Le livre de Shannon McSheffrey porte sur la ville de Londres durant la seconde moitié du XVe siècle. Les lecteurs ne doivent cependant pas s’arrêter au temps et au lieu étudiés, car Marriage, Sex, and Civic Culture in Late Medieval London a énormément à offrir à quiconque le lira, tant sur le fond que sur la forme. L’auteure montre qu’il n’existait pas de barrières entre les espaces publics et privés à la fin du Moyen Âge. Loin de se résumer à une cérémonie privée unissant un homme et une femme, le mariage était l’aboutissement d’un long processus qui se déroulait au vu et au su des familles, du voisinage, des autorités publiques et de l’Église. Elle affirme avec éloquence et élégance que ce que nous considérons aujourd’hui comme faisant partie de la sphère privée faisait alors partie du domaine public. Ce faisant, elle démontre que les historiens, entre autres George Duby et Philippe Ariès dans leur Histoire de la vie privée, ont trop souvent pêché par anachronisme en appliquant à la période médiévale des concepts contemporains. Par la même occasion, alors que des travaux récents affirmaient que la culture civique londonienne devenait de plus en plus séculière, McSheffrey réaffirme la place centrale de la culture religieuse en Angleterre à la fin du Moyen Âge.

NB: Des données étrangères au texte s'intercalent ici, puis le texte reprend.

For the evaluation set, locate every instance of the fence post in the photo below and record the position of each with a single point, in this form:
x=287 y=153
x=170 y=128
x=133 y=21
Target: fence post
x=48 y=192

Les conclusions de l’auteure sont fondées sur une lecture attentive d’archives diverses. Un intéressant appendice offre une courte discussion de la valeur de ces sources. Les notes de fin de volume sont abondantes et permettent à McSheffrey de présenter quelques débats historiographiques. L’écriture de l’auteure est limpide, et son livre pourra être apprécié tant des spécialistes que des étudiants.